As they neared the final competition, Go Go Colorado realized that other teams had put far more time into coding. They, by contrast, hadn’t done that heavy lifting, assuming they would outsource the development after they won. Their app fell short and they weren’t among the three winning teams.
“We were pretty deflated,” admits Doug. “We’d worked so hard and had to step away for a couple weeks.”
But a few weeks later, they decided that winning Go Code Colorado wasn’t a requirement for continuing. Taking a fresh perspective, they started over.
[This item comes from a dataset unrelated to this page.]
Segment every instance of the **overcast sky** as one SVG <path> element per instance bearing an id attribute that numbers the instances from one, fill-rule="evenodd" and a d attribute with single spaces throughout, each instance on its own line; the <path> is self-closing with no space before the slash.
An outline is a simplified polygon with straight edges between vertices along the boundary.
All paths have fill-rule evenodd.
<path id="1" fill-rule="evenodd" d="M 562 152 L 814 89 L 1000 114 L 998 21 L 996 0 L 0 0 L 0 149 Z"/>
“Without Go Code Colorado, we never would have come together to do an app at all. But because of their support, we kept iterating and innovating. As a result, we’ve got an app that benefits both business and community.”
THE SECOND PHASE
The team soon realized that a physical channel for data—a computer-screen kiosk, inspired by a separate CDOT project—might be an even better business-building vehicle. This kiosk was eventually named “skiosk” and would provide the same public data, but be physically located in various businesses along the I-70 corridor. The best part? Go Go Colorado had the talent and resourceful eye to build something like this at cost (i.e. $20), using an Android stick, a USB cord and a screen. Zero custom construction meant fewer cost barriers both for the team and for their eventual Colorado business partners. Plug-and-play setup meant less hassle and greater appeal both for location and advertising partners.
To build this app, they needed to connect and interface with CDOT, which proved to be extremely cooperative. They hosted a meeting not only with Doug’s Go Go Colorado team, but other app-innovating developers who had also requested access to public government data. CDOT granted all attendees a five-year contract, including data feeds, road cams, mountain cams and other piles of data.
THE BUSINESS RESULT
Currently in the final phases of development, these “skiosks” are designed to attract and inform Colorado travelers and increase average visit times and expenditure at various businesses, driving revenue along the interstate route between ski resorts.
Go Code Colorado is supporting the state’s entrepreneurs by not only being open for business, but open for collaboration. Between software. Between data. And between humans. Doug Clayton’s entrepreneurial spirit and innovative drive demonstrate that data + meaning + hard work can lead to a better Colorado.